- Born: 17 September 1950 (age 75) Omboue, Gabon
- Occupation: Petroleum Engineer
- Title: His Excellency
- Parents: Father: Tchen Son Tsin; Mother: Wora Ernestine;
- Relatives: Jean Ping; Joseph Rendjambé^{ [fr]};

= Charles Tchen =

Gabonese engineer and businessman (born 1950)

Charles Tchen (born 17 September 1950 ) is a Gabonese engineer and businessman. He is currently the CEO of Independent Petroleum Consultants (IPC), and honorary consul of the Netherlands in Gabon. He is an administrator for Shell Gabon.

== Early life and education ==
Tchen was born in Omboue, Gabon. He studied in Germany and graduated in 1972.

== Career ==
Tchen began his career at the oil company Shell in 1972 as a mechanical engineer and worked for Shell in Gabon, the Netherlands, and Tunisia. He eventually served as Deputy General Director and then as Directeur Général Délégué (akin to Chief Operating Officer) of Shell Gabon. Following his retirement from Shell, he became CEO of Independent Petroleum Consultants (IPC). He is also a representative of Ophir Energy.

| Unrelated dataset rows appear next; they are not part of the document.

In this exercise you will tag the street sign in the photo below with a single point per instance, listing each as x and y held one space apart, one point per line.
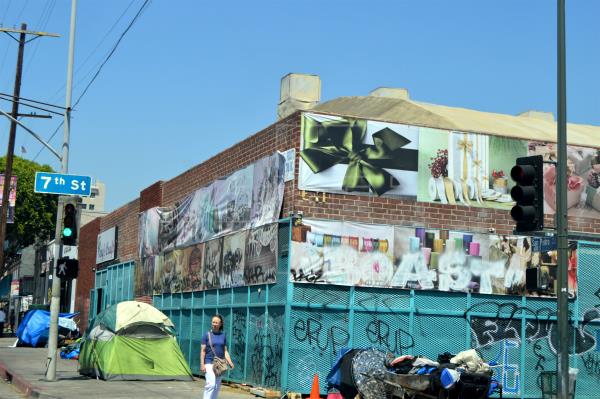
58 183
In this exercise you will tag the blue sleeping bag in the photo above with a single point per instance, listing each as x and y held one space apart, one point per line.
34 329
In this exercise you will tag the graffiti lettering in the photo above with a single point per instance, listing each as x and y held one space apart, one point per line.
311 276
311 330
378 333
591 362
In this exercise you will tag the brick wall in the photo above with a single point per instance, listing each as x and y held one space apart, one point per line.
151 196
126 218
280 136
88 235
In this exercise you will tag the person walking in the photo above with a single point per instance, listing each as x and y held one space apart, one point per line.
214 343
2 320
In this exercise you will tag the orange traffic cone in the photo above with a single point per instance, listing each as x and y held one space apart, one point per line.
314 392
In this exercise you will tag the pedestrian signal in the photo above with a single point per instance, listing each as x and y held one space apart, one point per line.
528 193
69 228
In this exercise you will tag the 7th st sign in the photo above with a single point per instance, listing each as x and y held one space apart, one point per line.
59 183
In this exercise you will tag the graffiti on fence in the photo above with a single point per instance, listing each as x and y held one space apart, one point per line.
274 350
312 331
305 369
238 335
394 340
591 363
506 324
508 373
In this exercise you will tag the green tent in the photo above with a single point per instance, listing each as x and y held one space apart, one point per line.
132 341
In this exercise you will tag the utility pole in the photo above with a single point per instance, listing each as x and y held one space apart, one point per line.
64 168
561 210
23 32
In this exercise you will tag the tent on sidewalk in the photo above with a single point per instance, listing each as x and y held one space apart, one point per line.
34 329
132 341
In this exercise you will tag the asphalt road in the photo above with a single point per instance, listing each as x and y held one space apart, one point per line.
8 391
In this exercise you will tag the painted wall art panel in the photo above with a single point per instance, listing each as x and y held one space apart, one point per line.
357 156
343 253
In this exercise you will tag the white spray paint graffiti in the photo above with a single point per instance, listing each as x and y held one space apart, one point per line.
509 372
457 271
413 268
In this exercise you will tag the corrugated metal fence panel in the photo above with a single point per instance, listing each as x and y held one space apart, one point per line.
254 323
587 347
517 334
117 283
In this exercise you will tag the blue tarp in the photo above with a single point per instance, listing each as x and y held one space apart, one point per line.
33 330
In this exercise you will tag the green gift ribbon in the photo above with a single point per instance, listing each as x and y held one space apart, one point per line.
330 143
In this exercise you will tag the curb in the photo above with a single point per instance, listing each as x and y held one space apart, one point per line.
22 384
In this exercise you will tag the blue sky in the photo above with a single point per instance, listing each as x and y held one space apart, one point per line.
192 77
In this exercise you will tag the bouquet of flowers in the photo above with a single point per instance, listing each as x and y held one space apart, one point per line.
439 164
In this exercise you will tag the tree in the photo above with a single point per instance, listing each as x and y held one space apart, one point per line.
35 214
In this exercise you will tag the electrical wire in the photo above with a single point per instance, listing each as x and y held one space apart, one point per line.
108 57
31 101
89 56
22 9
50 138
51 4
6 10
134 19
30 106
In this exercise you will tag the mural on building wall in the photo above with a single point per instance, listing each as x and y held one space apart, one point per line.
229 208
358 156
248 257
247 198
192 271
148 236
144 275
583 179
261 255
213 257
346 155
467 169
346 253
231 273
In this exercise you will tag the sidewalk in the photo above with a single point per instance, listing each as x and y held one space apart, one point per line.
25 367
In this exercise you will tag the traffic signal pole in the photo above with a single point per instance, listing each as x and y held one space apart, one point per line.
561 210
64 168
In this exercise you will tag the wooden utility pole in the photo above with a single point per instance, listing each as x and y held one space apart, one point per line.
23 32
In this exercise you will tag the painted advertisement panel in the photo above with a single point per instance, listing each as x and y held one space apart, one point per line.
345 253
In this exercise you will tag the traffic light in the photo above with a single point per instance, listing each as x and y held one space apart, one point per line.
69 228
528 193
67 269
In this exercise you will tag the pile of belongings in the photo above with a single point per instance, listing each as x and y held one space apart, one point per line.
373 374
71 351
464 376
35 327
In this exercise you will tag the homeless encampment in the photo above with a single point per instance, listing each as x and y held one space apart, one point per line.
132 341
34 329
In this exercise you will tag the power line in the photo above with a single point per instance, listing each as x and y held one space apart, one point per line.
31 101
50 138
135 18
30 106
89 56
42 25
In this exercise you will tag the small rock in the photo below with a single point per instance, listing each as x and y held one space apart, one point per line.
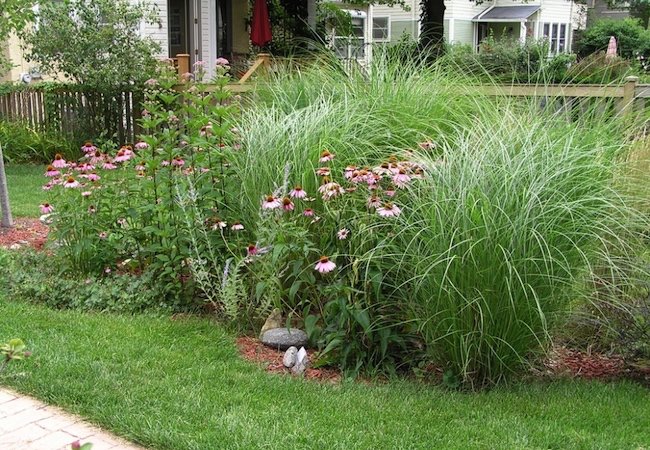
283 338
302 362
290 356
273 321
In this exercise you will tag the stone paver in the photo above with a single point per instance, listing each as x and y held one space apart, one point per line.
27 424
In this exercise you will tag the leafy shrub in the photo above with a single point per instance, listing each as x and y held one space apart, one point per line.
31 275
597 68
632 39
510 61
21 144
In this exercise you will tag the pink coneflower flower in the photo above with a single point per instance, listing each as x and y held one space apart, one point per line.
326 156
50 171
46 208
271 202
324 265
206 130
298 192
122 156
71 183
252 250
373 202
97 158
287 204
389 210
59 162
401 179
88 147
218 224
383 169
331 190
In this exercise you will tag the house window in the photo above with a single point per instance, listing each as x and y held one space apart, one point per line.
556 34
352 46
380 29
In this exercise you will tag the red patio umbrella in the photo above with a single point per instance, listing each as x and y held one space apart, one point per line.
261 25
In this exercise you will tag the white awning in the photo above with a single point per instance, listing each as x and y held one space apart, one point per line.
507 13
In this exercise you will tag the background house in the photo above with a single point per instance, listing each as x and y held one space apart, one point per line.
469 23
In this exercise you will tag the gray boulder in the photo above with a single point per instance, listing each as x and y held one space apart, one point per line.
289 359
283 338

Since 1989, Tchen has been an honorary consul for the Netherlands and has worked to expand economic relations between the Netherlands and Gabon. He has headed the Union of Gabonese Petroleum Engineers (Union des pétroliers gabonais, UPEGA) and the Society of Petroleum Engineers (Société des ingénieurs du pétrole). Tchen has also been involved with a number of projects such as the plantation in the south of Gabon. He is also the owner of a hotel named Olako close to Port-Gentil, in the small town of Omboue.

== Personal life ==
Tchen lives in Gabon. He is the cousin both of diplomat and politician Jean Ping, and the late leader of the Gabonese opposition party Parti gabonais du progrès, Joseph Rendjambé.

== Distinctions ==
Tchen has received the following awards:

- A distinction at the 17th Africa Oil week for Distinguished Contribution To The African Industry 2010.
- The title of Knight of the Order of Orange-Nassau by the Netherlands for his humanitarian work.
- The title of Commander of the National Order of Merit by Gabon (L'Ordre National du Merite Gabonais au Grade de Commandeur).